We’ve all heard the saying “beauty is only skin deep.” When it comes to treating and preventing acne, however, this is not the case. There are a myriad of facial cleansers, creams, and masks that provide a variety of beneficial topical treatments to our more problematic areas. However, when it comes to skincare, we need to keep in mind that our skin is a large and complex organ. As such, promoting total skin health requires a more holistic approach. As dermatologists all over the globe are now discovering, diet may have more impact on acne and blemishes than originally believed. Specifically, our consumption of simple carbohydrates and sugars.
The Scoop on Sugar
When we consume sugar, our bodies set to work breaking down the complex structure to prepare it for absorption. This process converts the sugar into glucose that enters the bloodstream and triggers a rise in insulin levels. Simple carbohydrates, such as white bread, soda, and sweets, causes an extreme spike in insulin levels as our body works hard to lower our high blood sugar levels. According to board-certified dermatologist, nutritionist, and author of Ageless Face, Ageless Mind Dr. Perricone, it is this insulin spike that leads to “a burst of inflammation throughout the body.”
Inflammation is the culprit responsible for producing the enzymes that deteriorate elastin and collagen in the skin. This process, known as glycation, exacerbate pre-existing skin conditions like acne and rosacea and also result in sagging skin and wrinkles as our skin loses elasticity. Consuming large quantities of sugar can even lead to insulin resistance, causing dark, patchy skin, and excessive hair growth. As our skin cells deteriorate, they are left vulnerable to the infections that cause breakouts, blemishes, blackheads, and cysts.
Eating foods that promote internal health, used in conjunction with topical treatments and remedies, is the most efficient way to ensure healthy, young, and glowing skin.

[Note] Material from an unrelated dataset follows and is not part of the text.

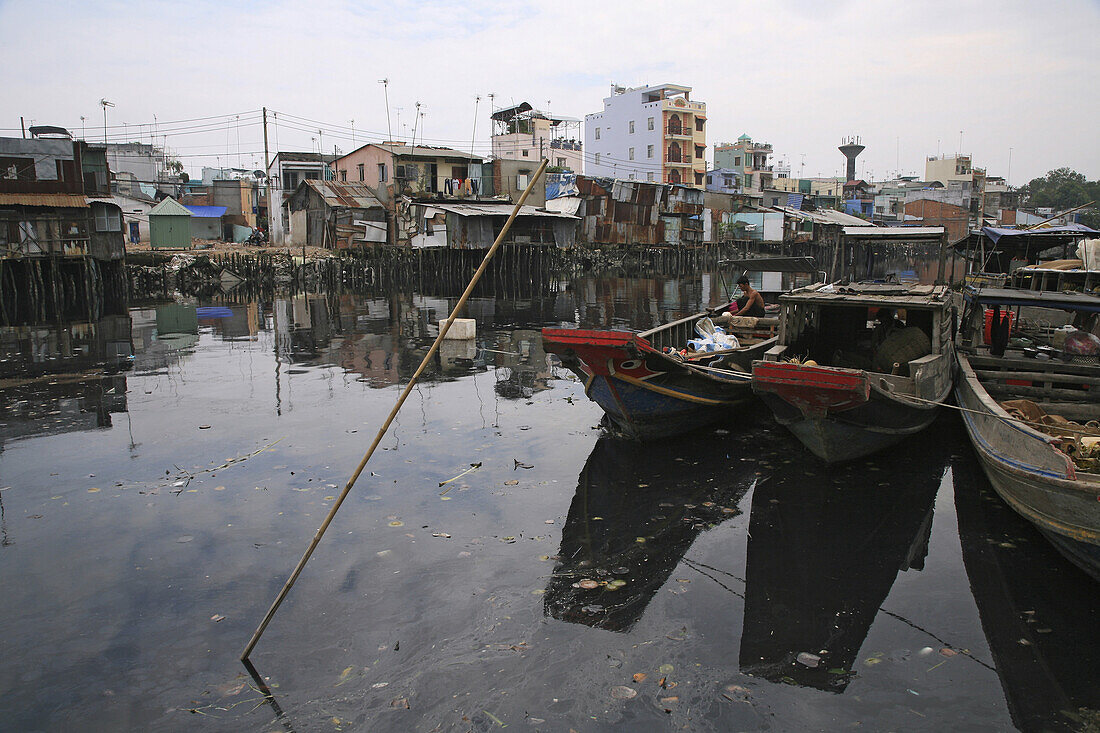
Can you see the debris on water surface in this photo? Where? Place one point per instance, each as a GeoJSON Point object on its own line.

Blackberries, Strawberries, Blueberries, and Plums
Foods high in antioxidants rid the body of the free-radicals commonly associated with various forms of melanoma. According to a study published in the Journal of Agricultural and Food Chemistry, these four fruits hit the top of the charts with the highest “total antioxidant capacity” of any food, making them the most efficient way to get your daily dose of antioxidants.
Flaxseed and Walnuts
Rich in healthy fatty acids, these foods offer support to the cell walls that make up our skin. Cell walls are responsible for absorbing nutrients, ridding the cell of wastes, and supporting the cell structure, among other things. Healthy cell walls are essential for skin cells to thrive and remain forever young.
A study featured in the Archives of Dermatology revealed that green tea is not only incredibly high in antioxidants, but also chock full of anti-inflammatories, reducing redness and swelling of the skin. Whether applied topically or ingested, green tea has even proven to reduce the damage to skin caused by the ultraviolet light our skin is exposed to daily from the sun.

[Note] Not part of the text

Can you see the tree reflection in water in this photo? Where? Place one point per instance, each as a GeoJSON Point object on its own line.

Drinking plenty of water throughout the day ensures our skin is well hydrated, so it is able to maintain high levels of elasticity. Additionally, proper hydration allows the body to release toxins into our pores through sweat. A dehydrated body will not sweat as often, or as much as it should, resulting in clogged pores and cracked, dry skin.
The cause of facial blemishes vary from person to person depending on their genetics, diet, lifestyle, and overall health. However, when considering potential blemish remedies, these basic nutritional factors play a part in us all. Before turning to expensive dermatological treatments, incorporate these favorable food groups (along with the right topical treatments) and give your skin a fighting chance.